Pew Research Center recently conducted The Religious Landscape Study where they found 62% of Americans in 2023-24 identified as Christian compared to 71% in 2014 and 78% in 2007 when they started collecting data.
Despite this, the number of Christians in America has remained relatively stable, hovering between 60% and 64%.
"If you look to the long term, it's a story of decline in American religion. But it's a completely different story if you look at the short term, which is a story of stability over the last four or five years,” Pew Research senior associate director of research, Gregory Smith, told the New York Times.

The denominations that have seen the sharpest drops are Protestants and Catholics.

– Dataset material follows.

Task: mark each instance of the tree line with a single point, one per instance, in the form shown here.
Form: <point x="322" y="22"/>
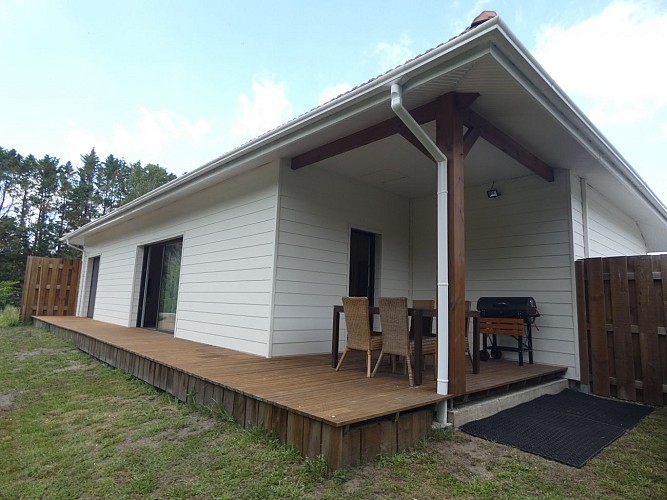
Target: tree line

The dip in Christians is coupled with a rise in Americans identifying with other religions.
In 2014, the amount of Americans who identified with non-Christian religions sat at 5.9% and rose to 7.1% in 2023-24. The amount of Americans who don’t identify with any religion is 29%.
The report also found that younger Americans aged between 18 to 24 are more likely to identify as non-religious than those over the age of 74.

Despite the decline in religious affiliation, many Americans have a spiritual outlook, with 86% believing in god or some other equivalent spirit and 76% believing there is something spiritual beyond the natural world.
The majority of Americans also believe in the afterlife.
NYU Professor of Religious Studies, German, Comparative Literature, and Affiliated Professor of Philosophy, Hunt de Vries, told Newsweek that data-driven studies may not capture the full extent of religion influences our lives.
"A reduction in active participation in forms of organisational religion may, paradoxically, very well go hand in hand with a deepened and broadened awareness of existential and political questions and concerns for which the so-called archives of historical religion continue to provide the most profound normative and imaginative resources,” he said.
"I do think that the depth and historical weight of religious doctrine and spiritual practices will continue to inform public opinion, national and global politics, for both good and ill.”